Star Wars. Superman. Batman. E.T. The Extra-Terrestrial. Jaws. Psycho. What would all those films have been without their iconic music? Quite possibly they wouldn’t be nearly as successful as they were. There would still be an importance and impact to those films and genres, but it’s the score to those films that makes them truly iconic. You probably can’t run up a flight of stairs without humming the theme to Rocky, and a shootout in the dusty desert just wouldn’t feel the same without the tune of The Good, The Bad and The Ugly running through your mind. Looking at the beginning of film scores and loosely working through the decades from the ’60s to the ’00s, Score: A Film Music Documentary takes viewers on a trip through the most memorable scores and looks at some of the greatest composers in history.

Score may be a rather limited look at the world of film music, as the focus is strictly on some of the biggest names in the business like John Williams, Bernard Herrmann, and Danny Elfman, but it’s still a powerful work. This film works so well because the music it’s showcasing is so moving and successful. There is very little music in this film that you won’t immediately recognize, and the feelings that come with that music is something you’ll experience once again. That’s really the point of Score though, as directors, musicians, orchestra members, and composers talk about the importance of the film score, and they way they go about constructing it.
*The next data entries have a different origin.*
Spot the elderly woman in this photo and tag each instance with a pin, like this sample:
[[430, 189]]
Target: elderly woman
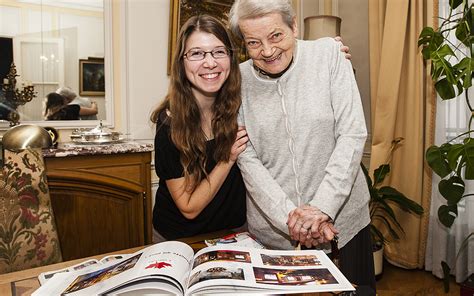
[[74, 99], [303, 115]]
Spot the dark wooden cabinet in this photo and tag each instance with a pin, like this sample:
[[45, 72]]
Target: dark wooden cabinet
[[101, 203]]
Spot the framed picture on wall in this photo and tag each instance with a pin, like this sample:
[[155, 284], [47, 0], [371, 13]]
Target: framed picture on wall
[[182, 10], [91, 77]]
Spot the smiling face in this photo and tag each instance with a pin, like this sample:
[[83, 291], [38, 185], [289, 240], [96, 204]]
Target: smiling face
[[209, 74], [270, 41]]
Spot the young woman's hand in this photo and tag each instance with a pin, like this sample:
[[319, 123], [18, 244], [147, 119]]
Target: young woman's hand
[[240, 143]]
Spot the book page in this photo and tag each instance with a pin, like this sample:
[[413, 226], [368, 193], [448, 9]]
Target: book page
[[224, 269], [244, 239], [167, 263]]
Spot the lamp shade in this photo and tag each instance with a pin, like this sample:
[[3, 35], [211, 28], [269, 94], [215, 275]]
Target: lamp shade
[[321, 26]]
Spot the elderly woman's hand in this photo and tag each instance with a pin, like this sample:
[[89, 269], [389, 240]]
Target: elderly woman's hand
[[344, 48], [310, 226]]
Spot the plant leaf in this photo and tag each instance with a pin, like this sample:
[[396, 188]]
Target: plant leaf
[[455, 3], [401, 200], [454, 153], [465, 68], [462, 32], [445, 89], [452, 189], [435, 156], [469, 158], [447, 214], [376, 234]]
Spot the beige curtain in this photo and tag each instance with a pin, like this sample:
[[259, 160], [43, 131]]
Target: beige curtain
[[402, 105]]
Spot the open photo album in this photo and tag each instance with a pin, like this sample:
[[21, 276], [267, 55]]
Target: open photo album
[[173, 268]]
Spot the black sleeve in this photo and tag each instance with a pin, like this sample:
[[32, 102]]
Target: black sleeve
[[167, 163]]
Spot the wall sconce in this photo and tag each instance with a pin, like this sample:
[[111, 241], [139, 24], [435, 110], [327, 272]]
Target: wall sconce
[[12, 97], [321, 26]]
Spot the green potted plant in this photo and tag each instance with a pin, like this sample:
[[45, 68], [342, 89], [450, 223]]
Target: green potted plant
[[452, 69], [384, 225]]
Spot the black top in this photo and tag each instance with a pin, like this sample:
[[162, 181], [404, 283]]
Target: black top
[[68, 112], [227, 210]]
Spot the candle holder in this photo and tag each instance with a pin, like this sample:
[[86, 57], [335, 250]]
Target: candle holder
[[13, 97]]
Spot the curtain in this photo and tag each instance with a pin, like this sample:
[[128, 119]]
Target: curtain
[[443, 244], [402, 105]]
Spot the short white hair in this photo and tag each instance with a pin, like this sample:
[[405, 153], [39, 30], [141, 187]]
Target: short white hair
[[66, 92], [249, 9]]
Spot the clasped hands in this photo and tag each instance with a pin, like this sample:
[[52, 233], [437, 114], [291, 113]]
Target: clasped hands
[[310, 226]]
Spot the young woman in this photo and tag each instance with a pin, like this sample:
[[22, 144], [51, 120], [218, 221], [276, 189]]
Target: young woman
[[197, 139], [57, 108]]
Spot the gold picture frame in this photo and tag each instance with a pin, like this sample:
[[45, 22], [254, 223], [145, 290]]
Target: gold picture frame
[[91, 77], [182, 10]]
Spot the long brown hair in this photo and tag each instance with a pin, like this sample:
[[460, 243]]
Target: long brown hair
[[185, 117]]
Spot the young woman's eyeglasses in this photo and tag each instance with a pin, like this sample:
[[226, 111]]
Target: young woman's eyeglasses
[[199, 54]]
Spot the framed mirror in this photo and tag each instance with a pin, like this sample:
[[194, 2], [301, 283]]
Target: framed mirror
[[57, 44]]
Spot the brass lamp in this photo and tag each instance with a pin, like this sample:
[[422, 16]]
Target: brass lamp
[[321, 26]]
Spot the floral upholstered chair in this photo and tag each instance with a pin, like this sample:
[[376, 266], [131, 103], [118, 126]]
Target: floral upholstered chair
[[28, 236]]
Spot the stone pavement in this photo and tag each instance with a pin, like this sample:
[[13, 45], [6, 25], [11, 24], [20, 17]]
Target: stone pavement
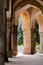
[[21, 59]]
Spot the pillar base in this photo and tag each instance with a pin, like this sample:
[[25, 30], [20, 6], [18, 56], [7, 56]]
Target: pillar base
[[9, 53], [1, 59], [26, 51], [14, 52]]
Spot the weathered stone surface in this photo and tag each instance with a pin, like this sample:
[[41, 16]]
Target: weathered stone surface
[[1, 59], [2, 32], [14, 44]]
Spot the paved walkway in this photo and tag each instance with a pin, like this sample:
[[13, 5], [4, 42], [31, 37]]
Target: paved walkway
[[22, 59]]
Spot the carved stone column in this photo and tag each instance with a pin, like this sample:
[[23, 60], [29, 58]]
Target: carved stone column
[[2, 32], [33, 44], [40, 21], [14, 44], [8, 37], [27, 41], [41, 42]]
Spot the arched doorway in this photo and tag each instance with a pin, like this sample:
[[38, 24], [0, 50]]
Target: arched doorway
[[21, 9]]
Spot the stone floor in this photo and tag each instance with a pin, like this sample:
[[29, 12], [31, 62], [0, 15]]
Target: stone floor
[[22, 59]]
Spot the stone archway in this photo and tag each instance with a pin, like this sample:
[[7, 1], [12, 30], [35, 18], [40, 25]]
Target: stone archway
[[18, 9]]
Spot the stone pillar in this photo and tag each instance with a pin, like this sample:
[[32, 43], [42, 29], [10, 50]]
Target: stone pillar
[[40, 21], [26, 32], [41, 42], [2, 32], [8, 37], [14, 43], [27, 41], [33, 44]]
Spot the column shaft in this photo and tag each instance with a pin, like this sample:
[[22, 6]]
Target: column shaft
[[41, 42], [14, 44], [33, 44], [8, 37]]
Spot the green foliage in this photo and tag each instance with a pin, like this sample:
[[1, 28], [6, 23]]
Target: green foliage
[[20, 32]]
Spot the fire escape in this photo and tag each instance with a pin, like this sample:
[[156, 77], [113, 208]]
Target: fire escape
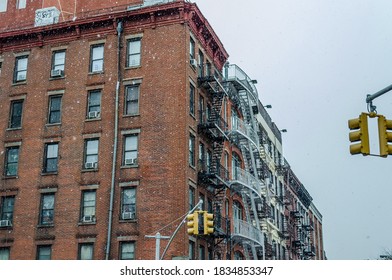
[[245, 182]]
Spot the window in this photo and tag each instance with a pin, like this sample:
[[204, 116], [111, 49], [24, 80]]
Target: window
[[91, 154], [192, 100], [132, 100], [88, 206], [58, 64], [54, 116], [47, 209], [4, 252], [16, 114], [96, 60], [94, 104], [20, 72], [192, 150], [192, 49], [134, 52], [130, 149], [86, 251], [21, 4], [127, 250], [128, 204], [6, 211], [11, 161], [44, 252], [51, 158]]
What is said is less important that what we here in Score, which is a good thing because there is very little depth to the information presented. We’re not really taken into the process of creating the music, but it’s a difficult thing to really explain. Music is something that you experience, and the best looks at the creative process in this film is when we get to see some of the composers simply sitting down to bang away on a random instrument for fun. Those instruments can be quite unusual at times, which is also part of the fun. There are times where someone will play a few notes on an instrument and you’ll immediately know where it was used. This is best illustrated when we hear the familiar sounds of the Rugrats television show.

As the film moves through the decades, we get to see what inspired each new style of film score, but the majority of the time is spent on orchestral work. Think John Williams or Hans Zimmer. There’s nothing wrong with that at all, but it feels like just one piece, albeit the largest, of the puzzle. Towards the end, we see the work of Trent Reznor and Atticus Ross, which is certainly a sidestep away from the orchestras we’ve watched for the majority of the film, but it’s only for a few minutes. It would have been nice to move beyond the most obvious and iconic pieces of music, but it’s hard to say that Score: A Film Music Documentary doesn’t benefit from its focus on the favourites.